Keine Flüchtlingsanerkennung für vom Militärdienst in Eritrea geflüchtete Frau:

"1. Die Einberufung zum Nationaldienst in Eritrea knüpft nicht an einen Verfolgungsgrund im Sinne der §§ 3 Abs. 1 Nr. 1, 3b AsylG an.

2. Frauen im Nationaldienst Eritreas bilden keine bestimmte soziale Gruppe im Sinne von § 3b Abs. 1 Nr. 4 AsylG.
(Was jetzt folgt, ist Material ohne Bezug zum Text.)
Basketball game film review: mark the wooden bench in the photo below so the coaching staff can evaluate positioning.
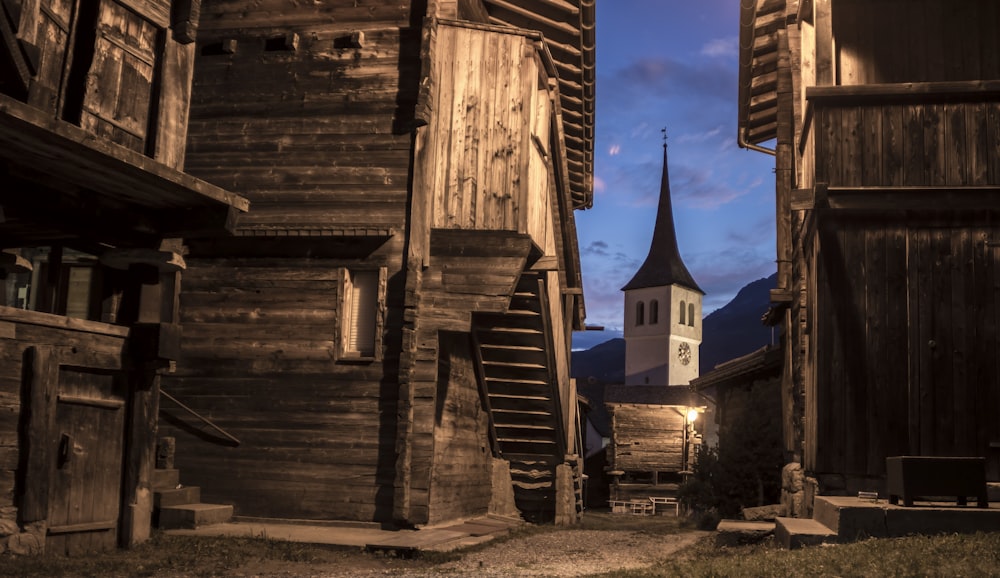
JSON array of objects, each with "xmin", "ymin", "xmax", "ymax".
[
  {"xmin": 649, "ymin": 496, "xmax": 681, "ymax": 516},
  {"xmin": 885, "ymin": 456, "xmax": 989, "ymax": 508},
  {"xmin": 608, "ymin": 500, "xmax": 656, "ymax": 516}
]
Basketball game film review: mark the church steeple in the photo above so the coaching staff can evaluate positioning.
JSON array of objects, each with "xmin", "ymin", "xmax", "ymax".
[
  {"xmin": 622, "ymin": 131, "xmax": 705, "ymax": 386},
  {"xmin": 622, "ymin": 137, "xmax": 705, "ymax": 295}
]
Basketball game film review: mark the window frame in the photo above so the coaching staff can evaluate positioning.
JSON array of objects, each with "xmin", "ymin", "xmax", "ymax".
[{"xmin": 337, "ymin": 267, "xmax": 386, "ymax": 362}]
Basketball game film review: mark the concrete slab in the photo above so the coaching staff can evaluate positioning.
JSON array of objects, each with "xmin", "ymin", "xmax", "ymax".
[
  {"xmin": 715, "ymin": 520, "xmax": 774, "ymax": 546},
  {"xmin": 774, "ymin": 518, "xmax": 837, "ymax": 550},
  {"xmin": 813, "ymin": 496, "xmax": 1000, "ymax": 541},
  {"xmin": 166, "ymin": 518, "xmax": 521, "ymax": 555}
]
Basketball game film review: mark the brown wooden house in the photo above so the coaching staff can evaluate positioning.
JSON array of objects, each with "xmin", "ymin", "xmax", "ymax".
[
  {"xmin": 739, "ymin": 0, "xmax": 1000, "ymax": 504},
  {"xmin": 0, "ymin": 0, "xmax": 248, "ymax": 554},
  {"xmin": 161, "ymin": 0, "xmax": 594, "ymax": 526},
  {"xmin": 604, "ymin": 385, "xmax": 713, "ymax": 500}
]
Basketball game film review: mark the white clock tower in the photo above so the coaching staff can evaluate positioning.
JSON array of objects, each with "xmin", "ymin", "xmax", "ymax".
[{"xmin": 622, "ymin": 141, "xmax": 705, "ymax": 386}]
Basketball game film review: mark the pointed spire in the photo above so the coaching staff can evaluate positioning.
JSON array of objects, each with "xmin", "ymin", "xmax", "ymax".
[{"xmin": 622, "ymin": 136, "xmax": 705, "ymax": 294}]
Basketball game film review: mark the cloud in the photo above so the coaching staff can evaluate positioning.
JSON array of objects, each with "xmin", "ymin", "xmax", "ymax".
[
  {"xmin": 701, "ymin": 36, "xmax": 740, "ymax": 58},
  {"xmin": 599, "ymin": 57, "xmax": 738, "ymax": 107},
  {"xmin": 594, "ymin": 175, "xmax": 608, "ymax": 194},
  {"xmin": 670, "ymin": 165, "xmax": 750, "ymax": 210},
  {"xmin": 580, "ymin": 241, "xmax": 608, "ymax": 257},
  {"xmin": 677, "ymin": 124, "xmax": 722, "ymax": 144}
]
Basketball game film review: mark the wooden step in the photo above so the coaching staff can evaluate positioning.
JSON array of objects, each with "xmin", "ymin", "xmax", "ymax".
[
  {"xmin": 153, "ymin": 486, "xmax": 201, "ymax": 508},
  {"xmin": 774, "ymin": 518, "xmax": 837, "ymax": 550},
  {"xmin": 493, "ymin": 423, "xmax": 556, "ymax": 443},
  {"xmin": 151, "ymin": 469, "xmax": 181, "ymax": 490},
  {"xmin": 480, "ymin": 343, "xmax": 548, "ymax": 364},
  {"xmin": 493, "ymin": 409, "xmax": 555, "ymax": 430},
  {"xmin": 486, "ymin": 374, "xmax": 552, "ymax": 399},
  {"xmin": 489, "ymin": 392, "xmax": 554, "ymax": 415},
  {"xmin": 159, "ymin": 504, "xmax": 233, "ymax": 530}
]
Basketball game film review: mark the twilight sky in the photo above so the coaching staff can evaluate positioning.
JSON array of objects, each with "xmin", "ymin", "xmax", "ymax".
[{"xmin": 574, "ymin": 0, "xmax": 776, "ymax": 347}]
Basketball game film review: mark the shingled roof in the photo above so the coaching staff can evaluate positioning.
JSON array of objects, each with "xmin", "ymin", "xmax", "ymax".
[{"xmin": 622, "ymin": 144, "xmax": 705, "ymax": 294}]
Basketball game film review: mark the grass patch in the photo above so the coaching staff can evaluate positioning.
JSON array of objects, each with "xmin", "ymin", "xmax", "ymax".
[
  {"xmin": 0, "ymin": 532, "xmax": 364, "ymax": 578},
  {"xmin": 602, "ymin": 532, "xmax": 1000, "ymax": 578}
]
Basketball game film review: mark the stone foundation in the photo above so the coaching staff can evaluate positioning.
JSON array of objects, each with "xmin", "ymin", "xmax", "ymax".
[
  {"xmin": 487, "ymin": 458, "xmax": 521, "ymax": 518},
  {"xmin": 0, "ymin": 506, "xmax": 48, "ymax": 556}
]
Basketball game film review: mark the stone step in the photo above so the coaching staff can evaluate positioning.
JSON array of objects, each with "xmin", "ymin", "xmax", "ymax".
[
  {"xmin": 151, "ymin": 468, "xmax": 181, "ymax": 490},
  {"xmin": 774, "ymin": 518, "xmax": 838, "ymax": 550},
  {"xmin": 715, "ymin": 520, "xmax": 775, "ymax": 546},
  {"xmin": 159, "ymin": 504, "xmax": 233, "ymax": 530},
  {"xmin": 153, "ymin": 486, "xmax": 201, "ymax": 508}
]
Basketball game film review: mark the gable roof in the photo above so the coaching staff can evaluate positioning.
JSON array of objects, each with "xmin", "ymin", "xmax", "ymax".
[{"xmin": 604, "ymin": 385, "xmax": 705, "ymax": 407}]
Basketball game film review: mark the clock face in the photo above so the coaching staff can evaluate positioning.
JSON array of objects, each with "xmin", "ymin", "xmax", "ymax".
[{"xmin": 677, "ymin": 343, "xmax": 691, "ymax": 365}]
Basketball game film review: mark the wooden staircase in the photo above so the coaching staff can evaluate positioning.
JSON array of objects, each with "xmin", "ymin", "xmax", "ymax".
[
  {"xmin": 152, "ymin": 436, "xmax": 233, "ymax": 530},
  {"xmin": 473, "ymin": 274, "xmax": 566, "ymax": 523}
]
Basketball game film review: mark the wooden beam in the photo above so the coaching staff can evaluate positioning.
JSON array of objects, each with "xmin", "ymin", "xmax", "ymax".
[
  {"xmin": 792, "ymin": 185, "xmax": 1000, "ymax": 212},
  {"xmin": 806, "ymin": 80, "xmax": 1000, "ymax": 105},
  {"xmin": 813, "ymin": 0, "xmax": 837, "ymax": 86}
]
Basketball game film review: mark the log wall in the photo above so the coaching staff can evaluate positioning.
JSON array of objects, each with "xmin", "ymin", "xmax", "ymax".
[
  {"xmin": 168, "ymin": 0, "xmax": 429, "ymax": 521},
  {"xmin": 161, "ymin": 250, "xmax": 399, "ymax": 520},
  {"xmin": 428, "ymin": 333, "xmax": 493, "ymax": 524}
]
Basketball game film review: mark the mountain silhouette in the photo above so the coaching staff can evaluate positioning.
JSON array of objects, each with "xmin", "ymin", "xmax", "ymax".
[{"xmin": 571, "ymin": 273, "xmax": 777, "ymax": 384}]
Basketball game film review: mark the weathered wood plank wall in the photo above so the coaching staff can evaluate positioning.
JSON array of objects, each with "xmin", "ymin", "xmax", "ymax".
[
  {"xmin": 608, "ymin": 404, "xmax": 685, "ymax": 472},
  {"xmin": 807, "ymin": 218, "xmax": 1000, "ymax": 477},
  {"xmin": 833, "ymin": 0, "xmax": 1000, "ymax": 85},
  {"xmin": 815, "ymin": 101, "xmax": 1000, "ymax": 187},
  {"xmin": 426, "ymin": 23, "xmax": 554, "ymax": 249}
]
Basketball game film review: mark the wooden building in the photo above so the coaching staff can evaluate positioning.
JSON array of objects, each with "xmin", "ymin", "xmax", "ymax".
[
  {"xmin": 739, "ymin": 0, "xmax": 1000, "ymax": 504},
  {"xmin": 604, "ymin": 140, "xmax": 706, "ymax": 500},
  {"xmin": 160, "ymin": 0, "xmax": 594, "ymax": 526},
  {"xmin": 0, "ymin": 0, "xmax": 248, "ymax": 554},
  {"xmin": 604, "ymin": 385, "xmax": 711, "ymax": 500}
]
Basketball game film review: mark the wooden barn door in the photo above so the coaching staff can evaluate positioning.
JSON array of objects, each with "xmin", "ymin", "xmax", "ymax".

3. Es besteht keine beachtliche Wahrscheinlichkeit dafür, dass der eritreische Staat jedem eritreischen Staatsbürger allein deshalb eine Regimegegnerschaft bzw. oppositionelle politische Überzeugung unterstellt, weil er illegal ausgereist ist, dadurch den Nationaldienst nicht ableistet und im Ausland einen Asylantrag gestellt hat."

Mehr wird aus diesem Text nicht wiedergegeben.